L’exemple le plus frappant ? L’omission systématique du nom du Maroc dans les résumés sportifs, comme si prononcer ce mot revenait à lui rendre hommage. Lors des compétitions internationales, notamment lors des Coupes du monde, les exploits marocains sont passés sous silence, comme pour nier leur existence. Une attitude qui frôle l’absurde et qui a choqué bien au-delà des frontières algériennes.

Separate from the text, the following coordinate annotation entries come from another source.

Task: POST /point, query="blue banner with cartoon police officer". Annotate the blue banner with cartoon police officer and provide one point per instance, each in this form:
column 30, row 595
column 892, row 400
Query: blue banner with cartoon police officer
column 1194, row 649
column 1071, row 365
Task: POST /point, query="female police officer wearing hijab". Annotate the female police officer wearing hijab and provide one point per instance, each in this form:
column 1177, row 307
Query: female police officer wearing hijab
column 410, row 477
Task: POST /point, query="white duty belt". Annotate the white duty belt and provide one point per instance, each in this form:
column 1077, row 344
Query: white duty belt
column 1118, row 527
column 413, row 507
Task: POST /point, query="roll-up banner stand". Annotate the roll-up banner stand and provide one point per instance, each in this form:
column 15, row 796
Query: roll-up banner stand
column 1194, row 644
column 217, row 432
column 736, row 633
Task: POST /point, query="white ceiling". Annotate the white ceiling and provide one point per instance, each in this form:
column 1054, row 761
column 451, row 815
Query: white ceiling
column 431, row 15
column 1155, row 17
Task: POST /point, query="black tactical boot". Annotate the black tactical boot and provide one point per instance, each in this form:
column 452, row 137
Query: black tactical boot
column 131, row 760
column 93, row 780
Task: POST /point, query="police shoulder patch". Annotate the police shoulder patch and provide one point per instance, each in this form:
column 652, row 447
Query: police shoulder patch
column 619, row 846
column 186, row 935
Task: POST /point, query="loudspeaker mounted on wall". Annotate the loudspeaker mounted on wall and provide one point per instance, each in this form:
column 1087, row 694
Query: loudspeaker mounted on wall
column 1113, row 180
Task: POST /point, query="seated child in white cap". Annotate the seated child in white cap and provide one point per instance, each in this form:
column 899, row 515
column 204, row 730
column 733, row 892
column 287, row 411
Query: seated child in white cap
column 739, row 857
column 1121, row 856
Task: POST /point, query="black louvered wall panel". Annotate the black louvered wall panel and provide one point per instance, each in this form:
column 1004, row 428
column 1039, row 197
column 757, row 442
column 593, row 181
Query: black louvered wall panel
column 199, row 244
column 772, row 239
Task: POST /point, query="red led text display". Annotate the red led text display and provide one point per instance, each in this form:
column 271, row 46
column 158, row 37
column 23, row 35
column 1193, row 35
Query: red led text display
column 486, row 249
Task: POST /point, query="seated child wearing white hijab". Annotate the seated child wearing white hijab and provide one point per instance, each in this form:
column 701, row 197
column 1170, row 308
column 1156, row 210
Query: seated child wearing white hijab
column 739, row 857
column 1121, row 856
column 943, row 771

quand le sport devient un terrain de propagande
Les médias algériens poussent le ridicule à son paroxysme. Certains commentateurs, dans un élan de délire, n’hésitent pas à attribuer des intentions malveillantes à des figures internationales comme Lionel Messi. Selon eux, le joueur serait manipulé par « un lobby juif » pour punir l’Algérie de son soutien à la cause palestinienne et au Sahara occidental. Ces propos, relayés sans filtre, révèlent un niveau d’antisémitisme inquiétant, surtout lorsqu’ils émanent de médias publics.
Ces déclarations, traduites et diffusées largement, ont choqué la communauté internationale. Elles révèlent un phénomène bien plus grave qu’une simple rivalité sportive : l’Algérie semble promouvoir un discours de haine institutionnalisé, où la désinformation et l’antisémitisme deviennent des outils de communication.
la haine comme ascenseur social
Dans ce contexte, la haine envers le Maroc est devenue un véritable commerce politique. Pour gravir les échelons du pouvoir ou obtenir des postes clés, il ne suffit plus de compétences ou de mérite : il faut afficher une aversion viscérale envers le Royaume. Cette logique perverse a donné naissance à une nouvelle race d’opportunistes, prêts à tout pour servir cette cause, même au prix de l’intégrité et de la dignité.
Les exemples ne manquent pas : des personnalités proches du régime se distinguent par leur zèle dans la diabolisation du Maroc, transformant la haine en une véritable industrie. Une stratégie qui, si elle peut rapporter à court terme, risque de nuire durablement à l’image de l’Algérie sur la scène internationale.